Neighboring New York State ordered the shutdown of all non-essential construction projects on March 27.
The state deems “essential construction projects” to include the following:
• Projects necessary for the delivery of health care services, including but not limited to hospitals, other health care facilities, and pharmaceutical manufacturing facilities.
• Transportation projects, including roads, bridges, and mass transit facilities or physical infrastructure, including work done at airports or seaports.
• Utility projects, including those necessary for energy and electricity production and transmission, and any decommissioning of facilities used for electricity generation.
• Residential projects that are exclusively designated as affordable housing.
• Projects involving pre-K-12 schools, including but not limited to projects in Schools Development Authority districts, and projects involving higher education facilities.
• Projects already underway involving individual single-family homes, or an individual apartment unit where an individual already resides, with a construction crew of 5 or fewer individuals. This includes additions to single-family homes such as solar panels.
• Projects already underway involving a residential unit for which a tenant or buyer has already entered into a legally binding agreement to occupy the unit by a certain date, and construction is necessary to ensure the unit’s availability by that date.
• Projects involving facilities at which any one or more of the following takes place: the manufacture, distribution, storage, or servicing of goods or products that are sold by online retail businesses or essential retail businesses, as defined by Executive Order No. 107 (2020) and subsequent Administrative Orders adopted pursuant to that Order.
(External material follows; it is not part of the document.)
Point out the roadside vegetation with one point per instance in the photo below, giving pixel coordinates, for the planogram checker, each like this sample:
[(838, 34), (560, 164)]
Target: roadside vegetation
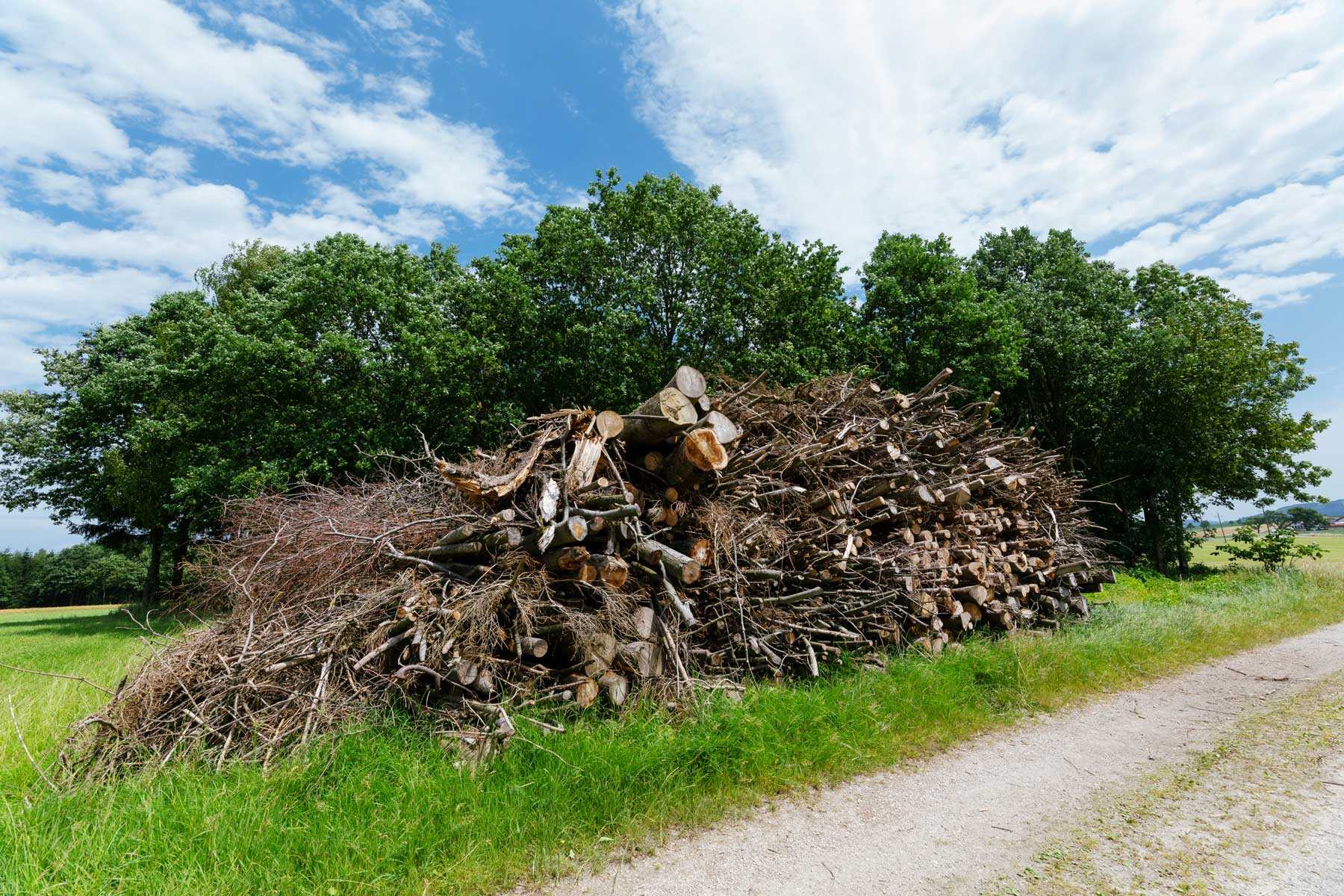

• Projects involving data centers or facilities that are critical to a business’s ability to function.
• Projects necessary for the delivery of essential social services, including homeless shelters.
• Any project necessary to support law enforcement agencies or first responder units in their response to the COVID-19 emergency. Any project that is ordered or contracted for by Federal, State, county, or municipal government, or any project that must be completed to meet a deadline established by the Federal government.